On the island issue, there may be some ambiguity since Beijing is claiming "historic waters". Yet last year, reversing its earlier stance, Beijing agreed to refer the South China Sea question to a meeting of officials of the Association of Southeast Asian Nations next month. Moreover, the implication of signing the Law of the Sea suggests it accepts international arbitration in disputed cases.

The political paradox, however, is that while China is going ahead shedding its pirate's patch on this issue, lending its vote to a rather important extension of international law, the U.S. and many of the countries of the European Union are still dragging their feet. And thereby hangs a tale.

When the Law of the Sea was first mooted in the 1970s, who were its most enthusiastic proponents? Of course most of Europe and the presidency of Richard Nixon. Yet today, Britain, for example, is "waiting for parliamentary time" for ratification and the U.S. Senate's Foreign Relations Committee which has the authority to send it to the floor of the Senate for ratification has left it languishing, year in, year out, in its in-tray. The committee's chairman, Senator Jesse Helms, says his spokesman, "has no intention ever of presenting it for ratification." Clinton, surprisingly, given his obsession with Chinese trade issues, has not taken time to give it a push.

This is a leftover from the Reagan administration that stalled the momentum generated by his predecessors, despite the earnest pleadings of the U.S. chiefs of staff who could see what a trouble-avoiding good deal it is.
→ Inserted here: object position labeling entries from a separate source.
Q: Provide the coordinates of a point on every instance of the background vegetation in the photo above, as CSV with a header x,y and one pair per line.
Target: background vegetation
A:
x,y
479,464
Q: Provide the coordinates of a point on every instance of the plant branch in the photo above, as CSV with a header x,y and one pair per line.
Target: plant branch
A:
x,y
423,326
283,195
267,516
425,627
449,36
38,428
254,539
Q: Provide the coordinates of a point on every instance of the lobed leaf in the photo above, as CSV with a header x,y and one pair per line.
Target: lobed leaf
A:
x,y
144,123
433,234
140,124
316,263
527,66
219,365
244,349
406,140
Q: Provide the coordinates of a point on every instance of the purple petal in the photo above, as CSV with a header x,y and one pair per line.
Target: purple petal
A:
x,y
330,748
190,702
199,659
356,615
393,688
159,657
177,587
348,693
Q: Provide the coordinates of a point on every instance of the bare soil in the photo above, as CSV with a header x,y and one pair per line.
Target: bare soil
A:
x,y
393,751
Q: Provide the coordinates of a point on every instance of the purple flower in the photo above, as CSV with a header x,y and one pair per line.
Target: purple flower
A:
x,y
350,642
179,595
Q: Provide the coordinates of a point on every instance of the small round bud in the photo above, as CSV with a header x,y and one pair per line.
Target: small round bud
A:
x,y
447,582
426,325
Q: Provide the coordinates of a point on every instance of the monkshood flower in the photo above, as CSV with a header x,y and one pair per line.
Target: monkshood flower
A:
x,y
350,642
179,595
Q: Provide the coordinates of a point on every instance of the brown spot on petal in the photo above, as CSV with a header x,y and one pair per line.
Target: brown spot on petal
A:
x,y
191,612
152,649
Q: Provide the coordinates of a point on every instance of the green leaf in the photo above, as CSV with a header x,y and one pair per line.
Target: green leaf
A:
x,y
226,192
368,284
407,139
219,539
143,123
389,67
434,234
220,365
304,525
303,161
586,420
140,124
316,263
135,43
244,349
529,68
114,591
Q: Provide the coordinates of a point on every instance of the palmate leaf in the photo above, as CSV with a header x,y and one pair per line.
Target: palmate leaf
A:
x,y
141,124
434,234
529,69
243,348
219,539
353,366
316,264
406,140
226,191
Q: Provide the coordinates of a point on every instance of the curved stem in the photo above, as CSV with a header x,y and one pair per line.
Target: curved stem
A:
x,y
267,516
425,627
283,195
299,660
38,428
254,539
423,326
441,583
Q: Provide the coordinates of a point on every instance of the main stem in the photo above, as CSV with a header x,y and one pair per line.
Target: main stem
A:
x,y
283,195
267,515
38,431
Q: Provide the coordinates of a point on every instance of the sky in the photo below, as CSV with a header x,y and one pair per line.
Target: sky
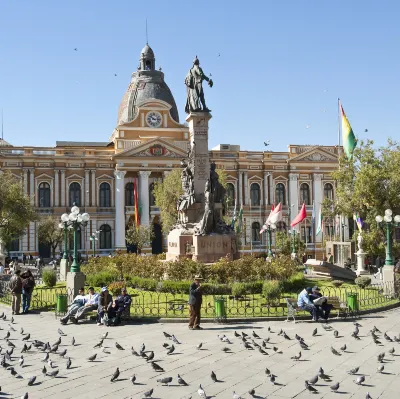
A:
x,y
278,67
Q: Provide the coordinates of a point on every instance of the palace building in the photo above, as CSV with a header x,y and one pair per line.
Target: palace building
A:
x,y
148,141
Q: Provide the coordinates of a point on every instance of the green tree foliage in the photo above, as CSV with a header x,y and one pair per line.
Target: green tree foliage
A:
x,y
369,184
49,233
16,210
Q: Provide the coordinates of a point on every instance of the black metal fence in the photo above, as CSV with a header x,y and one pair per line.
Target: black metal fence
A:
x,y
155,304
The Law of the Sea Convention is a bargain in every way. First, because it puts a stop to what looked like becoming an undisciplined lunge towards 200-mile territorial zones. All existing claims to territorial jurisdiction greater than 12 miles have now got to be rolled back. And written into international law is the right to free and unimpeded passage through the 100 or so straits that are narrower than 24 miles.

But it is also a bargain in another sense because it gives landlocked nations and poorer Third World nations equal rights to access, along with the maritime industrialized countries, to the vast mineral deposits that lie on the ocean floor outside the 200-mile economic zones.

President Richard Nixon, who was instrumental in starting the Law of the Sea negotiations, called the seas "the common heritage of mankind." If only Ronald Reagan, George Bush and Jesse Helms had the same earnest perspective. The Law of the Sea could in its own way be a Magna Carta for the 21st century. It will be a great moral opportunity missed if Beijing beats Washington in the ratification stakes.